Dante leavesme at the edge of the dance floor, the heat of his hand still lingering at my waist. I watch him disappear into the crowd, his jaw tight, his shoulders squared. Part of me wants to believe I was just playing him, keeping close for safety, making nice so he lowers his guard. But that’s not all of it. Not even close.
Because when he looked at me just now, I felt something loosen, something hungry and alive.
Maksim appears, the music shifting bright around us. “May I?” he asks, hand out, polite like always.
I take it. He draws me into the slow turn of the room. For a few beats we move without speaking.
“I’m sorry about not picking up your call,” he says at last, voice low. “I had no idea…” He lets his voice trail off.
“So you knew it was me calling.” I keep my eyes on his.
He almost smiles. “I have my ways.”
“I thought you hated this life,” I say.
He exhales through his nose. “Can we ever get out of it?”
In my head the answer is no. I don’t say it.
“I wouldn’t be in this place if you had just helped me,” I tell him.
He meets my look. “Do you want to get out?” He waits a beat. “Of this marriage.”
I don’t answer. The silence sits between us like a plate we both pretend not to see.
He shifts, lighter again. “You look well,” he says.
“I heard you and Dante are tight,” I say. “He killed that man in the garden. You didn’t do anything.”
“It’s not what you think.”
“What is it then?”
Maksim’s jaw goes tight. “That man was a traitor, Adriana. He’d been selling information—dangerous information—about both our families. He knew the rules and he broke them. He got caught.”
I study Maksim’s face, the tired lines around his eyes, the way he glances toward the corners of the room. He isn’t proud, but he’s not apologizing either.
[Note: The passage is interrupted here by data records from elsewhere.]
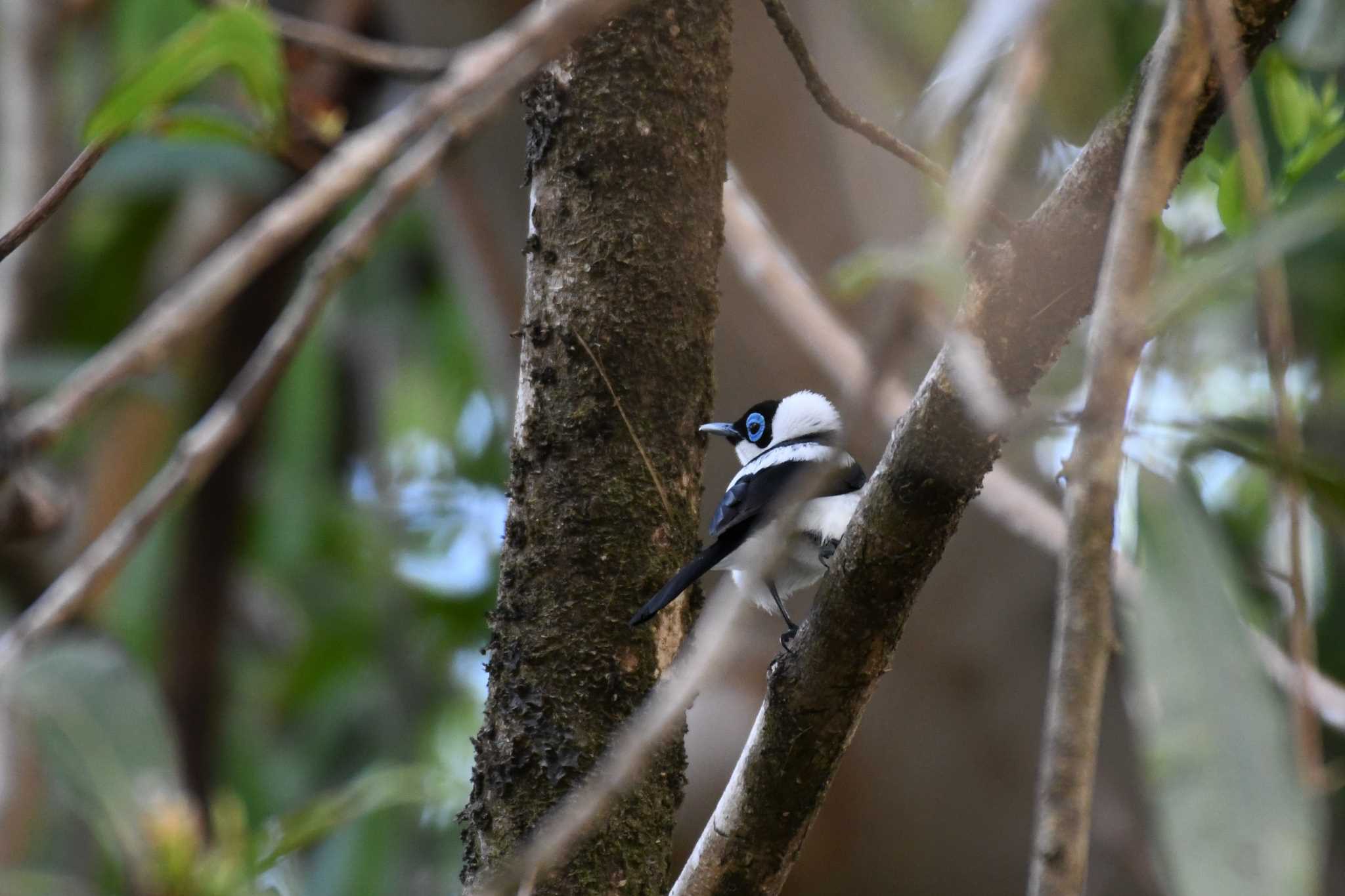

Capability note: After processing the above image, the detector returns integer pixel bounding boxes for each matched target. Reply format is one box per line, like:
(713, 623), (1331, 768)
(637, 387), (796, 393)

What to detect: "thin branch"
(0, 121), (454, 675)
(761, 0), (1014, 234)
(0, 142), (110, 259)
(269, 9), (453, 78)
(1201, 0), (1325, 784)
(570, 329), (674, 523)
(1028, 0), (1208, 896)
(15, 0), (631, 449)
“I didn’t pull the trigger, but I didn’t stop Dante,” he says, voice low. “If I had, it would have made things worse. There are times when the best I can do is keep things quiet, keep more blood from being spilled.”
I look away, the music too loud.
His words settle in my mind, heavy and ugly. Maksim isn’t lying, but there’s no comfort in the truth. The man in the garden was a traitor. There are rules in this world, and I’m starting to learn they’re not just stories told to keep daughters safe—they’re warnings. They’re threats, and promises too.
We dance another slow turn. Maksim keeps his hand gentle at my waist, steering me past gold and candlelight. I find my voice.
“I never wanted any of this,” I say. “Not this family, not this marriage. I wanted to choose.”
He looks at me, really looks, and for a moment I see the friend I remember. “None of us got to choose, Adi. Some of us just learned how to survive it.”
“Do you regret it?” I ask.
He hesitates. “Every day. But I regret what happens when people run more.”
His honesty stings. I glance at Dante across the room. He’s watching, eyes hard and unreadable.
Maksim’s apology lingers in the space between us. His guilt is so plain I can almost taste it, and I let him hold me a little closer as the music shifts.
“I’m sorry, Adi. I really am. About all of it.”